Y al hablar de morisquetas, inevitablemente hay que mencionar a las ardillas estrellas del relato: antropomorfizadas al exceso, pero mucho menos simpáticas y emotivas que el ratón Stuart Little, las seis pequeñas criaturas (sí, porque a lo masculino de los “Chipmunks” se le suma la contrapartida femenina de las “Chipettes”: tres ardillas admiradoras de los Chipmunks que desean convertirse en estrellas de pop) no dudan en estallar sobre el escenario meneando sus colas durante coreografías varias que parecen extraídas de algún show televisado o videoclip, deteniendo la narración y haciendo que todo se resuma en una especie de muestreo de lo cool teen del asunto. Además, la representación estereotipada de los protagonistas no brinda libertad alguna. Allí están: Alvin, todo un winner, con la inicial de su nombre estampada en la remera (notorio indicio de la individualización y el egoísmo momentáneo que lo llevará al conflicto con sus hermanos y a un futuro arrepentimiento); Simon, con su madurez y sus lentes de intelectual (racional y aburrido a más no poder) y Theodore, con su traste pesado y sus emociones incontrolables que lo convierten, al menos, en la ardilla más abrazable de todas.
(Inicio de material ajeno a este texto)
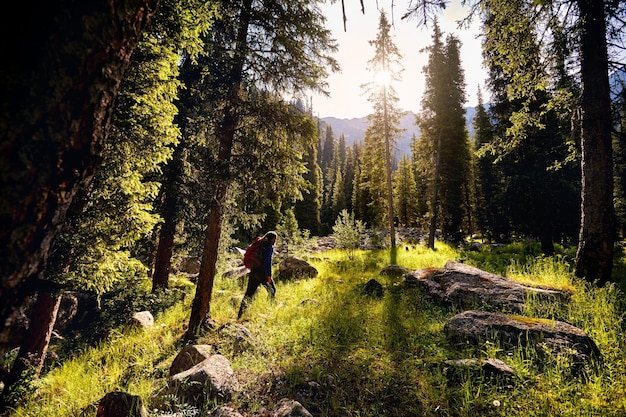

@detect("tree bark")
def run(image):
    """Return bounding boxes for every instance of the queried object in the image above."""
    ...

Habrá que admitir, también, que esa emoción alegre de los intérpretes animados se dispara, sobre todo, a través de sus cánticos. Todos magnificados por el tono agudo de sus voces que no temen destrozar varios tímpanos durante el proceso (horror: según datos, desde 1958 que lo vienen haciendo). De hecho, si hubo algo que me molestó particularmente, fue escuchar a Alvin y compañía ejecutando su versión del tema You Spin Me’ Round, un clásico de los ochenta del grupo inglés Dead or Alive. Mejor dejar a las ardillas bailar porque si de cantar se trata…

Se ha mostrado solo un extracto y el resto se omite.